E também, quem foi incompetente para enfrentar tal falcatrua político-eleitoral e acabou corroborando para que a situação vigente chegasse a esse ponto.

Pouco importa quem repassa seja lá o quer que seja para a imprensa.

Na realidade, a imprensa fica sendo a desculpa, se é que deu para entender o raciocínio em seu comentário.

Isso, porque, as encrencas estão nas entranhas do que foi urdido.

A imprensa fica sendo só o motivo para rangidas de dentes e exercício para aprendizes de atrasados autoritários.

O problema, mesmo, seriam os cofres públicos.
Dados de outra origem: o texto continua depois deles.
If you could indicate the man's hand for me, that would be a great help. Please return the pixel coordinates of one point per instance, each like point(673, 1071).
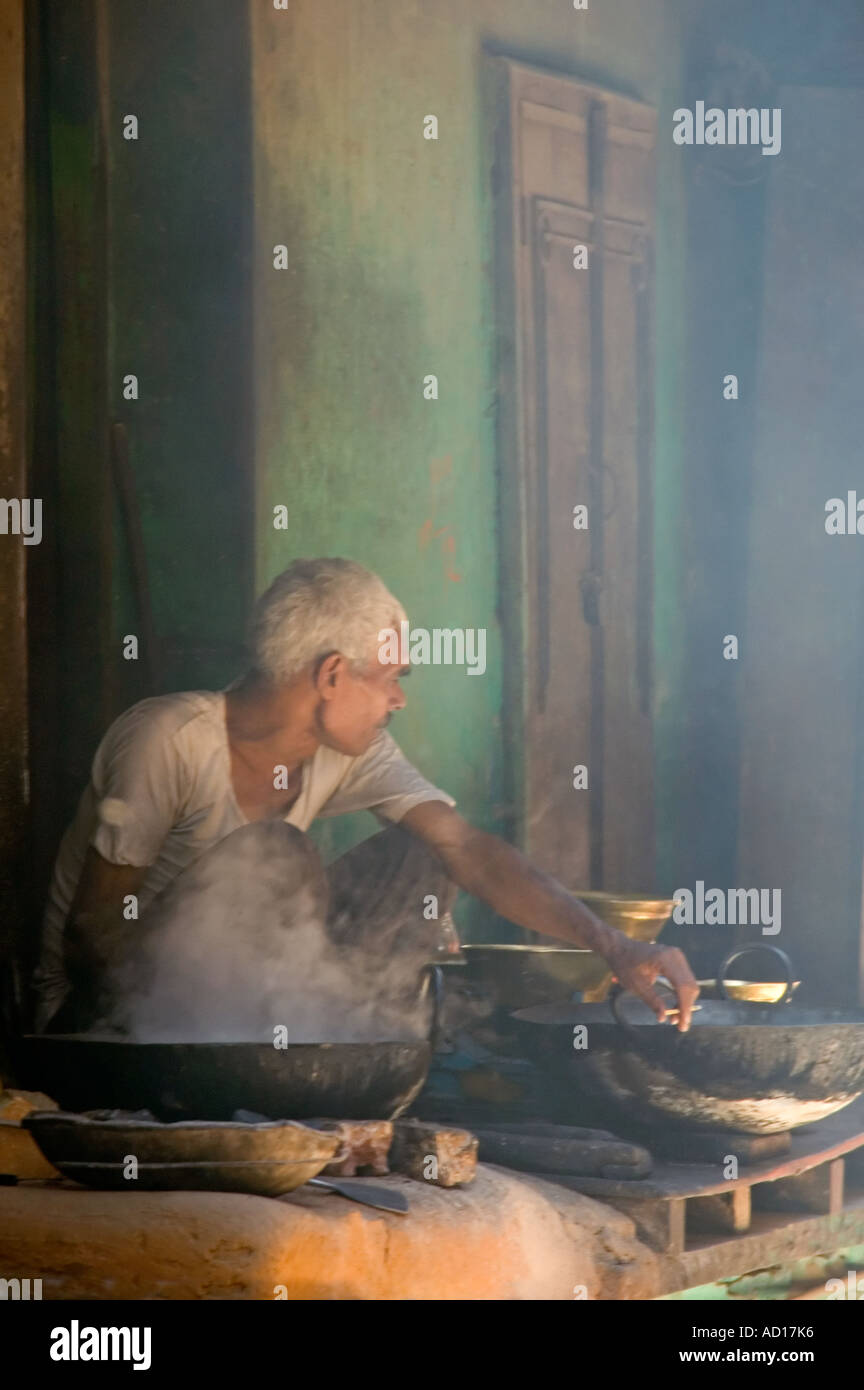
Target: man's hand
point(503, 877)
point(636, 968)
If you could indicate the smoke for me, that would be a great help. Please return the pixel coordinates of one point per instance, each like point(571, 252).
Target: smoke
point(238, 947)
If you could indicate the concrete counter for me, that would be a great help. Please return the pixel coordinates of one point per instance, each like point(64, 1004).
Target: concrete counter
point(506, 1236)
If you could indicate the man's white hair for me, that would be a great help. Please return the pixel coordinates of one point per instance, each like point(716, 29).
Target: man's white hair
point(316, 608)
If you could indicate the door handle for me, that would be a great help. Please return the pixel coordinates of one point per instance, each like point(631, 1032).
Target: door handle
point(591, 585)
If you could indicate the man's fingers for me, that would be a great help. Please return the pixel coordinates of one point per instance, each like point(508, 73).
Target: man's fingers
point(685, 987)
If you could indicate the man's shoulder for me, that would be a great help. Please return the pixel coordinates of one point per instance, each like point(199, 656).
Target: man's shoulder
point(165, 716)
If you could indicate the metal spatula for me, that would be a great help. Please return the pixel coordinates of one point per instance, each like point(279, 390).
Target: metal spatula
point(360, 1193)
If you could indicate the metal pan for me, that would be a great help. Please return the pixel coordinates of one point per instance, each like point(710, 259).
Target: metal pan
point(211, 1080)
point(750, 1068)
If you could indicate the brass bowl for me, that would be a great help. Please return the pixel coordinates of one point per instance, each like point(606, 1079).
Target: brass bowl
point(754, 991)
point(517, 976)
point(638, 916)
point(513, 975)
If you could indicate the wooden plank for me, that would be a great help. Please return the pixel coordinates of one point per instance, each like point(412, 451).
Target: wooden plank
point(659, 1223)
point(817, 1190)
point(774, 1239)
point(824, 1143)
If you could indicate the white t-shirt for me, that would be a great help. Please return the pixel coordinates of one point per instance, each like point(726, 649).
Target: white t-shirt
point(160, 794)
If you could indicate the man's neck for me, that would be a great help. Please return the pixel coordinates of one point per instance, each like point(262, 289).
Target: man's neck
point(277, 722)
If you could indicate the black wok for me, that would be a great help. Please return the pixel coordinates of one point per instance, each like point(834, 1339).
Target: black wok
point(211, 1080)
point(750, 1068)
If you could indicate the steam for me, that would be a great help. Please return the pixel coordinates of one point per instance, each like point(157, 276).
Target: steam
point(238, 947)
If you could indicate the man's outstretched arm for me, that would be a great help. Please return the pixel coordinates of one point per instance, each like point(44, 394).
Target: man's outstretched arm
point(502, 876)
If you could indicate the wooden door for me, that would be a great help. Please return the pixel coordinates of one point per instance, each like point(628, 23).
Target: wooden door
point(579, 164)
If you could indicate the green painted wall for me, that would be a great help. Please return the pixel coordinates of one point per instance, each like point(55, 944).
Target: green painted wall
point(391, 250)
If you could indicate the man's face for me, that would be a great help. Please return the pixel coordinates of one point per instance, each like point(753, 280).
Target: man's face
point(356, 705)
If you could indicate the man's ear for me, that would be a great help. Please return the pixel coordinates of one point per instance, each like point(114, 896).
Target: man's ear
point(328, 673)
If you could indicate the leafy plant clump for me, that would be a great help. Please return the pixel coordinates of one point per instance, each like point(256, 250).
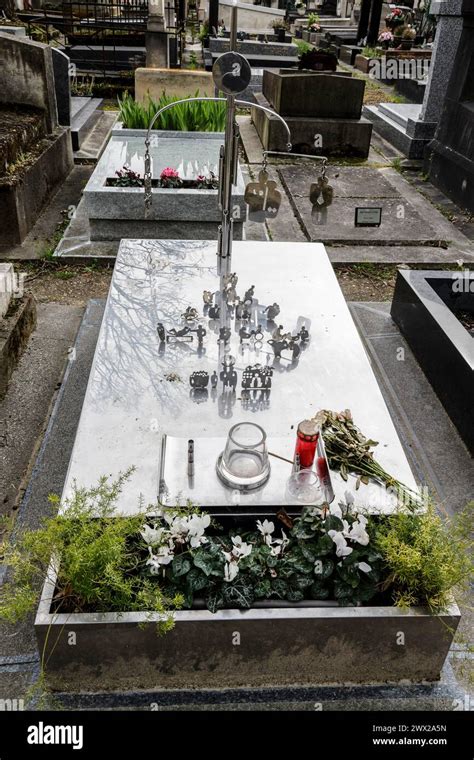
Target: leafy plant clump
point(196, 116)
point(424, 557)
point(325, 554)
point(96, 556)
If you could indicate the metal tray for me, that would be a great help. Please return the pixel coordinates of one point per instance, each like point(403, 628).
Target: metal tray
point(206, 489)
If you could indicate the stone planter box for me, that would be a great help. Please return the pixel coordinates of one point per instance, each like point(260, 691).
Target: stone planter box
point(442, 346)
point(281, 644)
point(117, 212)
point(363, 63)
point(22, 198)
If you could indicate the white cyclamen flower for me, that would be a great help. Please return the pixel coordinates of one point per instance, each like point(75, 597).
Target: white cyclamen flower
point(230, 571)
point(152, 536)
point(240, 548)
point(349, 497)
point(162, 557)
point(197, 524)
point(279, 544)
point(335, 510)
point(266, 527)
point(342, 550)
point(358, 532)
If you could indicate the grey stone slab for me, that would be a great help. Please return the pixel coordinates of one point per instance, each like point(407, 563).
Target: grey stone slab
point(351, 182)
point(314, 94)
point(25, 407)
point(401, 112)
point(396, 254)
point(335, 136)
point(38, 239)
point(340, 227)
point(96, 139)
point(395, 133)
point(191, 154)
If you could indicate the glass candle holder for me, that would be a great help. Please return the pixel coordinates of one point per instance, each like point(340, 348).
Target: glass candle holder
point(304, 486)
point(244, 463)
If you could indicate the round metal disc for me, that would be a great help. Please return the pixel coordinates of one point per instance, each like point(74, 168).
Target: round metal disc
point(231, 73)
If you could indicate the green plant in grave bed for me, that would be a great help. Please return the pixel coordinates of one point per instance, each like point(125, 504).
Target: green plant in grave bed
point(197, 116)
point(98, 561)
point(426, 558)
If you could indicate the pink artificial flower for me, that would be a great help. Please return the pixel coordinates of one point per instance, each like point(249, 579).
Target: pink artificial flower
point(169, 173)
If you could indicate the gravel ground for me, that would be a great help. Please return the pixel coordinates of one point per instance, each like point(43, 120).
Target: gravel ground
point(75, 285)
point(72, 285)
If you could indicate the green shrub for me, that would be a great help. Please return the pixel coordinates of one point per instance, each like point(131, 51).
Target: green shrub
point(425, 557)
point(198, 116)
point(98, 567)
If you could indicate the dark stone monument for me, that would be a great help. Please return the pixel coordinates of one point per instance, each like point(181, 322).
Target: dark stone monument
point(451, 161)
point(322, 109)
point(62, 86)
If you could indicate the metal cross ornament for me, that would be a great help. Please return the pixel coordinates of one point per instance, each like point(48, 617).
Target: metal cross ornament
point(262, 198)
point(320, 196)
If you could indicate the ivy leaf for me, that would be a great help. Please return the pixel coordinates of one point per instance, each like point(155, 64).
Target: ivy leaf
point(323, 568)
point(181, 565)
point(333, 523)
point(325, 545)
point(239, 593)
point(319, 591)
point(214, 600)
point(204, 562)
point(196, 579)
point(263, 589)
point(294, 595)
point(308, 552)
point(303, 581)
point(279, 588)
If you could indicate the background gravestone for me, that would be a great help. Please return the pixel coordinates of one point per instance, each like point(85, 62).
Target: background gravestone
point(27, 76)
point(62, 87)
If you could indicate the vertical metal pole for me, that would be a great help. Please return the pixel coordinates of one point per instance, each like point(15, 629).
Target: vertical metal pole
point(224, 237)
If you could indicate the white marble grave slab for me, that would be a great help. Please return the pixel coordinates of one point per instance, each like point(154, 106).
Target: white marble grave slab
point(137, 391)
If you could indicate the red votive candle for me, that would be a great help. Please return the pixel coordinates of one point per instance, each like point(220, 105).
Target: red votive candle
point(306, 442)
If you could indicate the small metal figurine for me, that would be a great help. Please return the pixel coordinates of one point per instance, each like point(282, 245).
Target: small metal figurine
point(224, 335)
point(199, 379)
point(255, 336)
point(320, 196)
point(200, 333)
point(242, 313)
point(184, 333)
point(228, 375)
point(190, 315)
point(262, 198)
point(248, 297)
point(161, 332)
point(278, 346)
point(304, 334)
point(278, 334)
point(231, 297)
point(230, 280)
point(272, 312)
point(294, 348)
point(257, 376)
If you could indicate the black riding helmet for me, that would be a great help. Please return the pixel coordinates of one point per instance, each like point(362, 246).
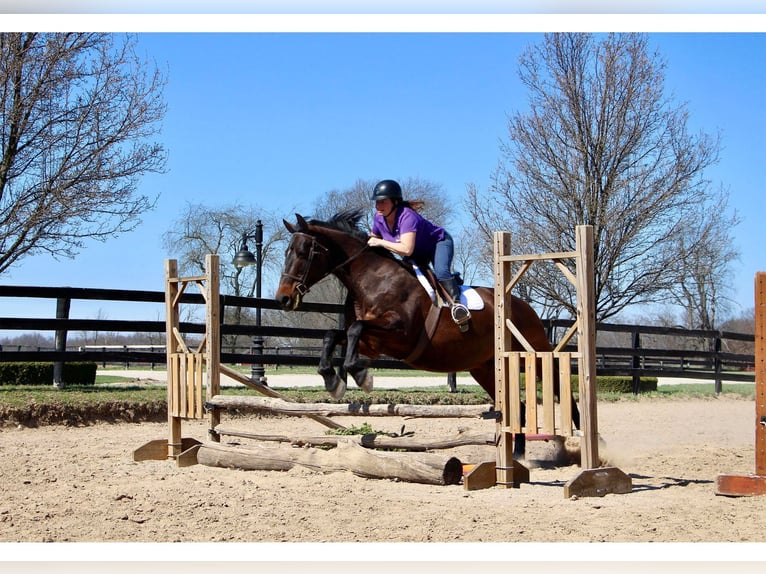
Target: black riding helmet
point(387, 189)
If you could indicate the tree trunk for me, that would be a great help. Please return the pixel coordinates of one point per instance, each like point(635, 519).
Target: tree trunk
point(422, 468)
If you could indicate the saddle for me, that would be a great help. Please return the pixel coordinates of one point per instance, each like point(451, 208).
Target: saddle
point(441, 298)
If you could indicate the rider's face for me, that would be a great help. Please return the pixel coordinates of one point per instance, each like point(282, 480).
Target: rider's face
point(384, 206)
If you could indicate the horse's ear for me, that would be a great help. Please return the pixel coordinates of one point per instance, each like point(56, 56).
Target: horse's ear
point(290, 227)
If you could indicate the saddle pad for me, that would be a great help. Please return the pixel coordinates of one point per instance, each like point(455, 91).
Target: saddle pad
point(468, 295)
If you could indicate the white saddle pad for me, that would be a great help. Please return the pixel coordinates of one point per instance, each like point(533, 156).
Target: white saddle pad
point(468, 295)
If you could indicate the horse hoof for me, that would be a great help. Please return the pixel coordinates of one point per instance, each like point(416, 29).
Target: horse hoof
point(339, 390)
point(366, 384)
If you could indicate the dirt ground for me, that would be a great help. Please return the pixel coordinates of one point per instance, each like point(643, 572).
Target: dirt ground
point(81, 484)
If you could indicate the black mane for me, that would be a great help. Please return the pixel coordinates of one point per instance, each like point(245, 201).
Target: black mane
point(346, 221)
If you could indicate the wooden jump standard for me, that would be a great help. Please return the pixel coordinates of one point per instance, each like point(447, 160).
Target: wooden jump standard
point(754, 484)
point(505, 471)
point(187, 378)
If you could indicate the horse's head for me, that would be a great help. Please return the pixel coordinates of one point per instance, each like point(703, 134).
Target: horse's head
point(318, 249)
point(306, 263)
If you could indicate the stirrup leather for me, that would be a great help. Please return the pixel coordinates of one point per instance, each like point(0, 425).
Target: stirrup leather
point(460, 315)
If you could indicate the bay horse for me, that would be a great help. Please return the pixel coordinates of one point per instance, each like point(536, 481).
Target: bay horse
point(387, 309)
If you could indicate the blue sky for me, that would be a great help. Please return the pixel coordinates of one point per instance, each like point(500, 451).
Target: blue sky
point(278, 119)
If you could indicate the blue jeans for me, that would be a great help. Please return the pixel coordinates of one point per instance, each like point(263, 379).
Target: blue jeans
point(443, 253)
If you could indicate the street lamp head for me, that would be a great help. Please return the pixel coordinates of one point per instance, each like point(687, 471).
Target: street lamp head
point(244, 256)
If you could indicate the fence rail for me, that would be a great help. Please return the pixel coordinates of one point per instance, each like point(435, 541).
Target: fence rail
point(633, 350)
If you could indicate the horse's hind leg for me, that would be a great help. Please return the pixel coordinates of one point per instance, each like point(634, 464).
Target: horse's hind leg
point(485, 376)
point(334, 383)
point(354, 365)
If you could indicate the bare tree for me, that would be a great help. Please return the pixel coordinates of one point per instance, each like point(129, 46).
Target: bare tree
point(76, 114)
point(699, 282)
point(600, 145)
point(201, 230)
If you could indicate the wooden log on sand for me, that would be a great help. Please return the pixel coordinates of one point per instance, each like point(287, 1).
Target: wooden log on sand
point(425, 468)
point(370, 440)
point(353, 409)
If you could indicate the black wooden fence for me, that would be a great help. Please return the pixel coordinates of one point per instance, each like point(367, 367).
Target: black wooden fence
point(628, 350)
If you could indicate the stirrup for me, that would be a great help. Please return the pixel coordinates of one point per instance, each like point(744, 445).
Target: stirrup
point(460, 315)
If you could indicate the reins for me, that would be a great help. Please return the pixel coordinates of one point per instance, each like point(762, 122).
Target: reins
point(301, 286)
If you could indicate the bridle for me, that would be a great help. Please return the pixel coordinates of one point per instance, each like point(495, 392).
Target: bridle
point(316, 249)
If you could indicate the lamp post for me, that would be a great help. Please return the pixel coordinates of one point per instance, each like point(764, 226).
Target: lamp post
point(244, 258)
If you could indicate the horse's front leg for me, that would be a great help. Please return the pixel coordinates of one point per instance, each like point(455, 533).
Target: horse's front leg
point(334, 383)
point(353, 364)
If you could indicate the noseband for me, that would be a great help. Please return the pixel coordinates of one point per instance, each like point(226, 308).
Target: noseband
point(316, 248)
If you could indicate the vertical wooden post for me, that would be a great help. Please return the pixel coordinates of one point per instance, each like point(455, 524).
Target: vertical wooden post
point(504, 472)
point(592, 480)
point(213, 343)
point(171, 348)
point(586, 340)
point(63, 305)
point(754, 484)
point(508, 472)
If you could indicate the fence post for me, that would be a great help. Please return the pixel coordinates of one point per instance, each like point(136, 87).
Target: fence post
point(717, 364)
point(62, 312)
point(636, 362)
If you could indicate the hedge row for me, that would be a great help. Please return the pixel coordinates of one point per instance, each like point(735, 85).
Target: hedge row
point(615, 384)
point(83, 373)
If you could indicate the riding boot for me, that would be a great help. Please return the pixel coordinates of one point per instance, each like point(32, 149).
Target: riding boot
point(460, 313)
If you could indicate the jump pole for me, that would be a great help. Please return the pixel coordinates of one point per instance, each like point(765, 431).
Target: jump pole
point(754, 484)
point(505, 471)
point(187, 380)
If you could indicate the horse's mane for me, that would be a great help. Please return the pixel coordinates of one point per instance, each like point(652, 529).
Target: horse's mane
point(346, 221)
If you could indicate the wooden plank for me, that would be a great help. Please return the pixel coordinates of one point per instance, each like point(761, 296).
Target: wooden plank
point(760, 375)
point(754, 484)
point(598, 482)
point(586, 338)
point(199, 386)
point(418, 467)
point(502, 269)
point(269, 404)
point(514, 400)
point(269, 392)
point(519, 336)
point(372, 440)
point(530, 381)
point(171, 321)
point(740, 485)
point(565, 393)
point(213, 334)
point(538, 256)
point(549, 399)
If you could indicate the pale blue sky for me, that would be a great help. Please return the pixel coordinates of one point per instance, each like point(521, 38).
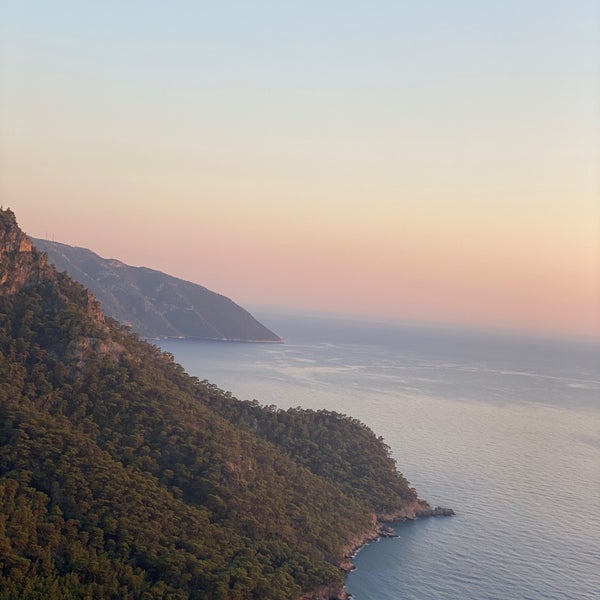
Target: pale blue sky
point(448, 151)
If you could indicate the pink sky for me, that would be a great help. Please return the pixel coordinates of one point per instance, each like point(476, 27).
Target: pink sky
point(401, 163)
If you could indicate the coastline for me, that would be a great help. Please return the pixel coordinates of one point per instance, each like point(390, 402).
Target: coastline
point(413, 510)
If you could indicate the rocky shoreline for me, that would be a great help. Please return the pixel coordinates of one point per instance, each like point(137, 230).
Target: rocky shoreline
point(413, 510)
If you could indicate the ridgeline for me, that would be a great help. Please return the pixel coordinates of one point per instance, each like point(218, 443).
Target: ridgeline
point(123, 477)
point(155, 304)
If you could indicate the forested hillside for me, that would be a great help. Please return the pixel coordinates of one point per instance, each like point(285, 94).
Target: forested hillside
point(155, 304)
point(123, 477)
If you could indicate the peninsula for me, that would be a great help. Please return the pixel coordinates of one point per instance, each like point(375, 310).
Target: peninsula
point(121, 476)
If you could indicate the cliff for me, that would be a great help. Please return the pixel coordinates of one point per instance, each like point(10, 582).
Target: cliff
point(155, 304)
point(122, 476)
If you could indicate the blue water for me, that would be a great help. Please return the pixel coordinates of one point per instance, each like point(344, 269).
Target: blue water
point(505, 430)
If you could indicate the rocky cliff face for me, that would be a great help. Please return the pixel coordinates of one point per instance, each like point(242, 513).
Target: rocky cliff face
point(21, 265)
point(155, 304)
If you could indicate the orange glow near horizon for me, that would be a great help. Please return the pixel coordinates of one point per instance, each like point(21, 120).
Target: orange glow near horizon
point(460, 186)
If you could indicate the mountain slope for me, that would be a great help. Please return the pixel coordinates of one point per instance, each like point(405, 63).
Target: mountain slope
point(153, 303)
point(121, 476)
sábado, 29 de outubro de 2011 16:13:00 BRST  
Anonymous Samuel Vidal disse...

Swamoro é isso mesmo a imprensa é a desculpa, e quem acusa, entrega o companheiro da própria base, adora quando os militantes pró-governo apontam fogo pra revista Veja porque percebem que a manipulação é perfeita, já que eles não saem desgastados e sim o suposto órgão da imprensa golpista. Nem se a Veja tivesse o aparato do CIA teria condições de desvendar tantos escândalos em tão pouco tempo.
Quanto ao problema mesmo ser os cofres públicos, você tem toda razão. Agora não acredito que a solução seja apenas trocar A por B. O Brasil precisa de soluções como o Tribunal da Probidade, proposto pelo finado Ministro da Educação Paulo Renato,para julgar rápido os crimes de corrupção.

terça-feira, 1 de novembro de 2011 11:32:00 BRST  
Anonymous Swamoro Songhay disse...

Perfeito, Samuel Vidal.
Um bom início, seria os governantes da vez passarem a chamar crimes de crimes. Simples.
Só que, pelo contrário, inventam termos como o recente "malfeitos". "Malfeito" para o ato vil de quem abre o cofre, pega o que bem entende e distribui para quem quiser. Incrível.
E pior. Não aparece com força a abertura de processos administrativos, criminais etc. para punir os responsáveis e reaver os recursos surrupiados. Alguém é demitido a bem do serviço público?

Quando a coisa aperta, crimes viram "erros". "Caixa dois", de crime, passa a ser "o que todo mundo faz"...E por ai, abrem-se portas para qualquer um sair bem de qualquer acusação.
E continuar a fazer o que bem entende com recursos públicos.
Outra coisa. Os suspeitos, passam a receber tantos elogios, destacando a sua probidade e capacidades, que um cidadão comum, que paga as contas todas, pode se achar o verdadeiro criminoso.
A sirene de camburões precisam começar a assustar. Já passou da hora.